Dave was the son of John Albert Morris, a wealthy horseman, and Cora Hennen Morris, daughter of prominent New Orleans Judge Alfred Hennen. The couple, who married in 1895, had six children:

- Dave Hennen Morris Jr. (1900–1975), who married Alice Agnew in 1926. They divorced and he married Mary Josephine Dority (1907–1979).
- Louise Morris (1901–1976), who married Dudley Holbrook Mills (1894–1987) in 1922.
- Lawrence Morris (1903–1967), who married Ruth Spafford Whittmeyer, daughter of Joseph H. Spafford, in 1953.
- Noel Morris (1904–1928), who committed suicide at the age of twenty-four in 1928.
- Emily Hammond Morris (1907–1995), who married Hamilton Hadley (1896–1975), son of Arthur T. Hadley, President of Yale University, in 1929.
- Alice Vanderbilt Morris (1911–1986), who married Walter Knight Sturges, Jr. (1909–1992), an architect, in 1939.

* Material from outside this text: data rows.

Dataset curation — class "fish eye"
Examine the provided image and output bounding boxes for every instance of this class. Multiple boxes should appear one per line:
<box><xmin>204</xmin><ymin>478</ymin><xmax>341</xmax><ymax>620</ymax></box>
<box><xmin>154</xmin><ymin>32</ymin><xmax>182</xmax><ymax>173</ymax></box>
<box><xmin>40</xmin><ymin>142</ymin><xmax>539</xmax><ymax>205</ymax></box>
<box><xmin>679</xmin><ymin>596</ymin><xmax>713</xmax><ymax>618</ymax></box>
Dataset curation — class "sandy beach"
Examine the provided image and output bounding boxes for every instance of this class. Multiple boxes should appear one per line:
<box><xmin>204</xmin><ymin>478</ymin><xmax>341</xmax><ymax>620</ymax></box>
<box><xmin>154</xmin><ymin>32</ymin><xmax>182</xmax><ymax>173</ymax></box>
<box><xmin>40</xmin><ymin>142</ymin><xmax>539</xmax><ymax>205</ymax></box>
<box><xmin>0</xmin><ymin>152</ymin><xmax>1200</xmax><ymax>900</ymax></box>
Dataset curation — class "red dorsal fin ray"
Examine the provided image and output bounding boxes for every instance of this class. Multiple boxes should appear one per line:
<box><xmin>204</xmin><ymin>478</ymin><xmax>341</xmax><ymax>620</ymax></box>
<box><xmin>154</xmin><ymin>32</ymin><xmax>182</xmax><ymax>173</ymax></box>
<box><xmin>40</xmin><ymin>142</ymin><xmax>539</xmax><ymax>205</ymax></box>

Morris died in Bar Harbor, Maine in August 1950 at the age of 75. About six months later, the Interlingua-English Dictionary was published, presenting to the world her life's work, Interlingua.

==In popular culture==
In 1999, Julia S. Falk of Michigan State University published the book Women, Language and Linguistics - Three American Stories from the First Half of the Twentieth Century (320 pp.). The women portrayed were Gladys Amanda Reichard, E. Adelaide Hahn, and Alice Vanderbilt Morris.